This script can monitor GoldenGate lag whenever it happens based on the per-defined LAG threshold inside the script.
It’s highly recommended to deploy this script on all (source & destination) replication servers in order to detect the lag on all processes (Extract, Pump, and Replicate).
This script is not designed to monitor the replicated data inside the tables it totally relies on the native GoldenGate GGSCI console.
This script should be executed/scheduled by the GoldenGate installation owner OS user.
How it works:
First, Download the script:
https://www.dropbox.com/s/l4dqzicviuaawt6/goldengate_lag_mon.sh?dl=0
Second, Adjust the following parameters:
MAIL_LIST=”youremail@yourcompany.com“
Replace “youremail@yourcompany.com” pattern with your e-mail.

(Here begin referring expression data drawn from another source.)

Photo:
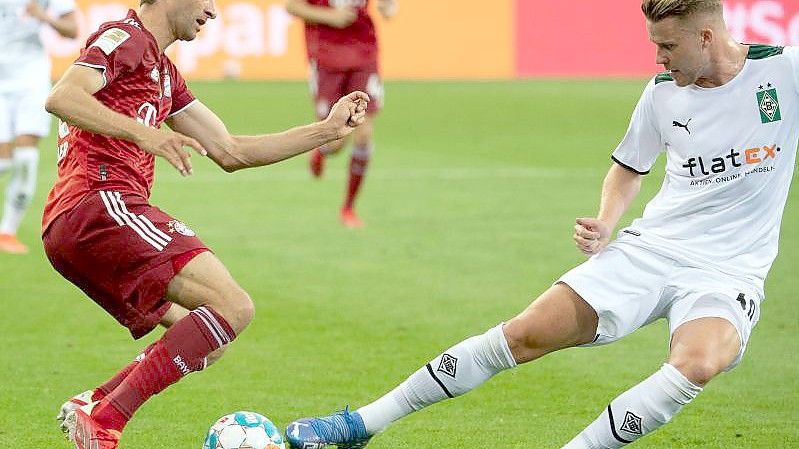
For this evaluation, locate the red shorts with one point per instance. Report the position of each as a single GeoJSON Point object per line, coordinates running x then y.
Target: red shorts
{"type": "Point", "coordinates": [327, 86]}
{"type": "Point", "coordinates": [122, 252]}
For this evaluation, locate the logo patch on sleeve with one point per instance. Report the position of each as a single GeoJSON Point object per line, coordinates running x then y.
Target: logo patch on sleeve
{"type": "Point", "coordinates": [110, 40]}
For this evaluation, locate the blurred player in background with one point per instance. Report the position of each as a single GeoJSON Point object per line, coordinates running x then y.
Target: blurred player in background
{"type": "Point", "coordinates": [99, 231]}
{"type": "Point", "coordinates": [24, 84]}
{"type": "Point", "coordinates": [342, 54]}
{"type": "Point", "coordinates": [727, 115]}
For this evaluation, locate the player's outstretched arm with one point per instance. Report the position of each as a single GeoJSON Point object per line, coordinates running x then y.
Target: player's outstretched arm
{"type": "Point", "coordinates": [236, 152]}
{"type": "Point", "coordinates": [335, 17]}
{"type": "Point", "coordinates": [72, 100]}
{"type": "Point", "coordinates": [620, 187]}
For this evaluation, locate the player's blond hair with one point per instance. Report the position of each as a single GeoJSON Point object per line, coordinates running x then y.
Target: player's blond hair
{"type": "Point", "coordinates": [657, 10]}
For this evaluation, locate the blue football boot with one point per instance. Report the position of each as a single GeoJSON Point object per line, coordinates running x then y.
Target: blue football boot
{"type": "Point", "coordinates": [343, 430]}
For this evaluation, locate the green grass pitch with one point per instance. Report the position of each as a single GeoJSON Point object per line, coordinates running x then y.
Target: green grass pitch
{"type": "Point", "coordinates": [469, 205]}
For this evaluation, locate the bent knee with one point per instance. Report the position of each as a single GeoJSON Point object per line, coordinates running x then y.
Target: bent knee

# ###########################################
# Mandatory Parameters To Be Set By The User:
# ###########################################
ORACLE_HOME= # ORACLE_HOME path of the database where GoldenGate is running against.
GG_HOME= # GoldenGate Installation Home path. e.g. GG_HOME=/goldengate/gghome
Please note that ORACLE_HOME & GG_HOME are mandatory to be adjusted by YOU, in case you missed setting them up, the script will automatically try to guess the right values, but this will not be accurate most of the times.
# ################
# Script Settings:
# ################
# LAG THRESHOLD in minutes: [If reached an e-mail alert will be sent. Default 10 minutes]
LAG_IN_MINUTES=10
Here you define the LAG threshold in minutes (it’s 10 minutes by default). Whereas if the lag reached 10 minutes it will send you an email.
# Excluded Specific PROCESSES NAME:
# e.g. If you want to exclude two replicate processes with names REP_11 and REP_12 from being reported then add them to below parameter as shown:
# EXL_PROC_NAME=”DONOTREMOVE|REP_11|REP_12″
EXL_PROC_NAME=“DONOTREMOVE“
In case you want to exclude specific (Extract, Pump, or Replicat) processes, let’s say you want to exclude a process you use it for testing the replication, you can add it to the above parameter as shown in the blue color example.
DISCLAIMER: THIS SCRIPT IS DISTRIBUTED IN THE HOPE THAT IT WILL BE USEFUL BUT WITHOUT ANY WARRANTY. IT IS PROVIDED “AS IS”.
GitHub version:
I have two Goldengate installations on same server. Does it work for both Goldengate installations i.e, two different Goldengate HOME
Looks I missed out your reply, Apologize for that.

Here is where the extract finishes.